The tornado left little of the house other than scattered bricks, concrete blocks and pieces of the front porch.
Just outside Wilson County's Elm City, a tornado killed 11-year-old Joshua Wiggins. The Elm City tornado, classified as an F3 with winds of 140 to 145 mph, was one in a cluster that moved northeast along the Interstate 95 corridor. Between 2:30 and 4 a.m., it roared along at 45 to 55 mph.
At least 20 families in eastern Johnston and southern Wilson counties were forced to leave their heavily damaged homes. Some storm damage was reported in the Clement area in western Sampson County, where a few small tornados touched down, knocking down trees and power lines. A few trees fell on houses and a few small barns were destroyed, but no injuries were reported.
U.S. Rep. Bob Etheridge, who represents the area, surveyed the damage Saturday. Gov. Mike Easley plans to tour the area today.
"I want to express my sympathy to the families who lost loved ones in this damaging storm as well as my concern for those who were injured, have had homes and property destroyed or damaged," Easley said in a statement. "We will do all we can to assist those in the affected areas."
The tornadoes formed a "classic supercell thunderstorm," said Jeff Orrock, warning coordinator at the National Weather Service office in Raleigh.
National Weather Service teams surveyed the damage near Kenly in northeast Johnston County and Elm City in northern Wilson County. Teams found tornado damage in northwest Sampson County, the site of the first touchdown, he said.
The tornadoes early Saturday morning developed after a warm front pushed inland from the coast, then combined with instability and shear in the upper atmosphere, Orrock said.
"Storms like that are long-lived and have long, rotating updrafts," he said. "This was a classic tornadic storm."

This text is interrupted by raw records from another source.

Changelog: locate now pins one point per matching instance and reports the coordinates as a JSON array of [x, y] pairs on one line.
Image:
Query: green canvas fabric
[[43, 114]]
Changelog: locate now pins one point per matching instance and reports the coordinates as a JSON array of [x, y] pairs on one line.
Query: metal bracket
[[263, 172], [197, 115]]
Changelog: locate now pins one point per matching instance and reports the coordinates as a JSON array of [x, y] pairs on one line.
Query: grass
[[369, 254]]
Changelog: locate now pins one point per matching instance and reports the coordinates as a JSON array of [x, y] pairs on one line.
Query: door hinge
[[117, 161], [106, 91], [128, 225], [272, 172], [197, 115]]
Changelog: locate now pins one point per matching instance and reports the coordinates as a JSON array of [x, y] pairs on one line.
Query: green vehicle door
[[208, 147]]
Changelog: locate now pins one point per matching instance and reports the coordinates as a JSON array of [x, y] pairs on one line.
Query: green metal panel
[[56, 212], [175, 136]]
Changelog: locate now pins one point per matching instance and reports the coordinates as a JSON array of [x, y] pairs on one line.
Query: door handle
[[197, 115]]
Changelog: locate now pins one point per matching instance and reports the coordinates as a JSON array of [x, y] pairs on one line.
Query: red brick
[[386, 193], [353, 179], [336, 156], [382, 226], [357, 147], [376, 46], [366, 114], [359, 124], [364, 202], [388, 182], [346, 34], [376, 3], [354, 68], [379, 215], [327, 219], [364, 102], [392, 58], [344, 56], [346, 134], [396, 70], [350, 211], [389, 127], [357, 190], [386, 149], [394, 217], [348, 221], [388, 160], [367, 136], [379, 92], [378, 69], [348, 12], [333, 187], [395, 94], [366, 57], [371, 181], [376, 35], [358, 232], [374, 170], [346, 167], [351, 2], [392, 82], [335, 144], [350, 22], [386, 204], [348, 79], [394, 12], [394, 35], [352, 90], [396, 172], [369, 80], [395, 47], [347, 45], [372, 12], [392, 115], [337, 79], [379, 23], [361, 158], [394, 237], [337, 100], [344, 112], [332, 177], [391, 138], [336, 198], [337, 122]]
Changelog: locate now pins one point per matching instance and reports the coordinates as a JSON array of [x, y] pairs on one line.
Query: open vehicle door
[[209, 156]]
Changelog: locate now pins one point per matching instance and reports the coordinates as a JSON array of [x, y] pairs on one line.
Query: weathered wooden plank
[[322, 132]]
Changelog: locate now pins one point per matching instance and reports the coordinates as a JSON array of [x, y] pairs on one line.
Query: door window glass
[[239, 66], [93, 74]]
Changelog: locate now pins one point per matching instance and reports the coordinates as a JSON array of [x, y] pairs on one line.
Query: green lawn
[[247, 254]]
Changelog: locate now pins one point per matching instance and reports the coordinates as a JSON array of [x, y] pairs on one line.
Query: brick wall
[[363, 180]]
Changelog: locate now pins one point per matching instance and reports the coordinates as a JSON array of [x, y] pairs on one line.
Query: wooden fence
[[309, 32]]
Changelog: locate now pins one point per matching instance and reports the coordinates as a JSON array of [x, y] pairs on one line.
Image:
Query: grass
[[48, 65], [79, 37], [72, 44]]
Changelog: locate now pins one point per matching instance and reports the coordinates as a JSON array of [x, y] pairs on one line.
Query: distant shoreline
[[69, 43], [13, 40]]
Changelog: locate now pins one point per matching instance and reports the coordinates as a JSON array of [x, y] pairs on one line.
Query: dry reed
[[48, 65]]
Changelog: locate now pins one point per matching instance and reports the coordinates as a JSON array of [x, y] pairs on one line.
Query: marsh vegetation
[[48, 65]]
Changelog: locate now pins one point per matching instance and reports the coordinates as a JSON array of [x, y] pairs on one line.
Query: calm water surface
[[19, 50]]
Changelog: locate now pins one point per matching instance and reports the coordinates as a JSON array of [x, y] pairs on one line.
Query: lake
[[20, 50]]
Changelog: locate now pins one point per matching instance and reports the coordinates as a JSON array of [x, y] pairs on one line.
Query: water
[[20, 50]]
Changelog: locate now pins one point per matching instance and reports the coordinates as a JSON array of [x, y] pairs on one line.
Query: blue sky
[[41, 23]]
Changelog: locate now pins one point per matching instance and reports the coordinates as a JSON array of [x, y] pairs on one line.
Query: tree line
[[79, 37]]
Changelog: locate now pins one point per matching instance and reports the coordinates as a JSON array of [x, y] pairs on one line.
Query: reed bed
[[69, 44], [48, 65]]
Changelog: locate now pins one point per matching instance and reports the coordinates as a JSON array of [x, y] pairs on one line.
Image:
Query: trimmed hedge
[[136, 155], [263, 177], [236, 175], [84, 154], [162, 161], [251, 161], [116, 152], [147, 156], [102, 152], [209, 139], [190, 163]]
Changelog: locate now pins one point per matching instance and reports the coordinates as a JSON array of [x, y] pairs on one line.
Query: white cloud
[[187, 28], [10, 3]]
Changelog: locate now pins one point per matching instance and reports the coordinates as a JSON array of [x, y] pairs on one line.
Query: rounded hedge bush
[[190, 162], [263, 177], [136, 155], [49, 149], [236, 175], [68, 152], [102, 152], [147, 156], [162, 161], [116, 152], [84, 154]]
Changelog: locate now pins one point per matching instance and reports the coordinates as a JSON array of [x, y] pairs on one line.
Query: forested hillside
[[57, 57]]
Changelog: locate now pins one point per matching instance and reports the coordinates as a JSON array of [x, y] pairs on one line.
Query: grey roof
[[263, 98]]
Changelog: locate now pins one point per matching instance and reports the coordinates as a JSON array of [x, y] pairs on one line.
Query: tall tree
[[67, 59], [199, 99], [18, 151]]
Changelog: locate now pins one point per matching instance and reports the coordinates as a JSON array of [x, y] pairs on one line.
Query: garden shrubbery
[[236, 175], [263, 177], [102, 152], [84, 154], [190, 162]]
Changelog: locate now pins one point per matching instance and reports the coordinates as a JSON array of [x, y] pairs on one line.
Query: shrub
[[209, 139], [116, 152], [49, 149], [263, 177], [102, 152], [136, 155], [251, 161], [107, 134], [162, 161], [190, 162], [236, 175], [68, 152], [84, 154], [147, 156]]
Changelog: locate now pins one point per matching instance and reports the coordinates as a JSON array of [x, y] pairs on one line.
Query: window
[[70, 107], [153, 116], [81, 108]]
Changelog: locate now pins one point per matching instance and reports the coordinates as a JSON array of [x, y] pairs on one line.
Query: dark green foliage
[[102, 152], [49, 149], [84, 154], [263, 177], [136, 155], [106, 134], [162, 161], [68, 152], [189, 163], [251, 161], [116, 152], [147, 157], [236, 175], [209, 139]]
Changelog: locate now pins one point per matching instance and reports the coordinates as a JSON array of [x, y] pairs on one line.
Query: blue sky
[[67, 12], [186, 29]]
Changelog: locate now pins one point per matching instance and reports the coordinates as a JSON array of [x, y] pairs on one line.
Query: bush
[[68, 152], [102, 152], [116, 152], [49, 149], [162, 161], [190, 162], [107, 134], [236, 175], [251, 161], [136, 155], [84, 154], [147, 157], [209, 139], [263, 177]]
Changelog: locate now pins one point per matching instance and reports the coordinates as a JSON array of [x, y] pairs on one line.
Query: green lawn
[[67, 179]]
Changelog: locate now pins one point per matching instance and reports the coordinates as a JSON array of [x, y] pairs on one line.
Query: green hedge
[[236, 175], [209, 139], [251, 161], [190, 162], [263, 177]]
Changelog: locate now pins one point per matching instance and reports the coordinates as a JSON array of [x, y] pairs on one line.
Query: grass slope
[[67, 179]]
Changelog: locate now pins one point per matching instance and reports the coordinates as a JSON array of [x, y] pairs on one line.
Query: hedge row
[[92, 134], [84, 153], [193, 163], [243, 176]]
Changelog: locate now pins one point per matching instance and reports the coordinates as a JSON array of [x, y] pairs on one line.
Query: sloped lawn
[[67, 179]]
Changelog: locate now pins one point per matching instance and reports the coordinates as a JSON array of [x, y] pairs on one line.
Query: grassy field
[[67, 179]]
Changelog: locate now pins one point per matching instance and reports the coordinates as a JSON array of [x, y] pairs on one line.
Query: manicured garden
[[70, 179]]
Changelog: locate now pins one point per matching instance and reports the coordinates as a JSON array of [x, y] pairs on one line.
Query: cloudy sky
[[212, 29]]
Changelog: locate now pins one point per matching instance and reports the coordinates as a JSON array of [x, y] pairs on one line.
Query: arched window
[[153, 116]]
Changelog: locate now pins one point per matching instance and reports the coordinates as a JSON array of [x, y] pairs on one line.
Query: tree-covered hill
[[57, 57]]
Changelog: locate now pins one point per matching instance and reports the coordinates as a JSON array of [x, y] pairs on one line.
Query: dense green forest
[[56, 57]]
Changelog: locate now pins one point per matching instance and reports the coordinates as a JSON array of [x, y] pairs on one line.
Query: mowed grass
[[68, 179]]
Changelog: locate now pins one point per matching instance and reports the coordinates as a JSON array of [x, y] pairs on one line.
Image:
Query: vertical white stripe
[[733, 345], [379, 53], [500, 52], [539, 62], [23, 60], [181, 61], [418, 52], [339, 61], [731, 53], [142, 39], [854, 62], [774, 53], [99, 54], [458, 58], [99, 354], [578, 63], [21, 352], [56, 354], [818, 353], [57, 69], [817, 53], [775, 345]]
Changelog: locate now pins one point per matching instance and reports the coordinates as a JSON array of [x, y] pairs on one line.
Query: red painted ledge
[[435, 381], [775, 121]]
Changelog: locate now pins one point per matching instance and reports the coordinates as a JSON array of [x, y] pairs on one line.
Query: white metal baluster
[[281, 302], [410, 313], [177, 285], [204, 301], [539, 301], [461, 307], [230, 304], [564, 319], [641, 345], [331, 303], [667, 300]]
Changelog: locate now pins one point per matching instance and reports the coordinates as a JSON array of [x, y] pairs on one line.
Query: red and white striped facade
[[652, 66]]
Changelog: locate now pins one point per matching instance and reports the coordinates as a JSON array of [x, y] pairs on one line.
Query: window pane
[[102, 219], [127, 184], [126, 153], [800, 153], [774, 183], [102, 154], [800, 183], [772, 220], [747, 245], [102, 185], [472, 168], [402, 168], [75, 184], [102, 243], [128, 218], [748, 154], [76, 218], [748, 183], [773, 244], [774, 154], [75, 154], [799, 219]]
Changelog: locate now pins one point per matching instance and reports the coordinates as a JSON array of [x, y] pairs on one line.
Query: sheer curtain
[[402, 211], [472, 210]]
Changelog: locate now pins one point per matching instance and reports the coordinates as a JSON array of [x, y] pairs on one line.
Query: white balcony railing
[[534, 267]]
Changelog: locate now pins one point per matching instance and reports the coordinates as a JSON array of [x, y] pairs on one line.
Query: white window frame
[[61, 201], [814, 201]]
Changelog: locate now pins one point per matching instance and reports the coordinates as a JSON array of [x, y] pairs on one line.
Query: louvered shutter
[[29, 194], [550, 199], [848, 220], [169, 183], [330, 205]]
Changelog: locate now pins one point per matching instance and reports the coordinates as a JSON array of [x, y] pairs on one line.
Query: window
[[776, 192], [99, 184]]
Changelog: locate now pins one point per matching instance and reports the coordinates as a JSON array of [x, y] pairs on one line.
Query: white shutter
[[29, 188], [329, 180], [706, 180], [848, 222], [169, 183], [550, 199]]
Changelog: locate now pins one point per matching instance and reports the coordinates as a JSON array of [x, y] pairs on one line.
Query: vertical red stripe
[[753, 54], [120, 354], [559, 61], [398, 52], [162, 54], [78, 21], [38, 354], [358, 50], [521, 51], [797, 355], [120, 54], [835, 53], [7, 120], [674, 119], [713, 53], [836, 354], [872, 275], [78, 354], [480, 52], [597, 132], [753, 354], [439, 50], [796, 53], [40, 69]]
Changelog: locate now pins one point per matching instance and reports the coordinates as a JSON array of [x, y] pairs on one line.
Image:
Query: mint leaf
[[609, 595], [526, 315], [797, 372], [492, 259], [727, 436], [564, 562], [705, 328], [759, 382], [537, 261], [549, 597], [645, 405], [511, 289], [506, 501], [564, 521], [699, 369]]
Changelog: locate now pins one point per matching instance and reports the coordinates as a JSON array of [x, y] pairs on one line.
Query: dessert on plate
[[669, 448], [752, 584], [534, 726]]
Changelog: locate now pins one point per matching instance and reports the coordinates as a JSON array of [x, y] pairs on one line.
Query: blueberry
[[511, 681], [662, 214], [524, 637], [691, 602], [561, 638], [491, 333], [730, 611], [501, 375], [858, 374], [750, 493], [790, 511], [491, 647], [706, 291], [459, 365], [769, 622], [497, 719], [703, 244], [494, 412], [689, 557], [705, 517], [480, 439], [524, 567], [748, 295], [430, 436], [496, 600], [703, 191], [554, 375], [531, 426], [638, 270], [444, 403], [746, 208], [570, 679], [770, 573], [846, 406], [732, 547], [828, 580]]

The storms destroyed seven homes in Johnston County and six in Wilson County and damaged dozens more, according to the fire department in Kenly, which straddles the Johnston-Wilson border.
Hardwoods and pines with snapped trunks marked a path to what was left of the Gomez home. Car seats and the door to a home lay in a watery ditch. A punching bag rested a few yards from the road.
A family escapes
The Barbee family worked to salvage what they could from their recently redecorated home, split in half by a tornado.
Someone found a soggy photo of the home as it had been, a landscaped yard with a pond in front of a house with a large deck. The tornado spared none of those loving touches.
The front of the home was collapsed. The sun room was gone. The workshop and small barn were leveled to junk heaps.
Monica Barbee said that when she heard the tornado coming, she grabbed her 8-year-old son, Zachary, who was in the same room with her and her husband, Richard. Then she ran toward the other end of the house, where her teenage children slept. She fell when the floor buckled.
"I was screaming for my children," she said.
The Barbees escaped to a neighbor's home. Blake Barbee, 19, hurt his arm slightly but escaped serious injury when an air conditioner landed on his bed.
The Barbees returned home later Saturday to find their doublewide pushed off its foundation and cracked lengthwise. Tools from the shop were blown into the house.
A pickup truck was flipped on its hood in the backyard.
The family went through the grim task of picking among the debris for clothes, paintings and other keepsakes to salvage. The Barbees brightened a bit when Richard Barbee's brother, Terry, returned from a foray into the woods with a North Carolina flag and Blake Barbee's guitar.
"A lot of hard work is gone, but I'm thankful my children are OK," Monica Barbee said. "The Lord was with us."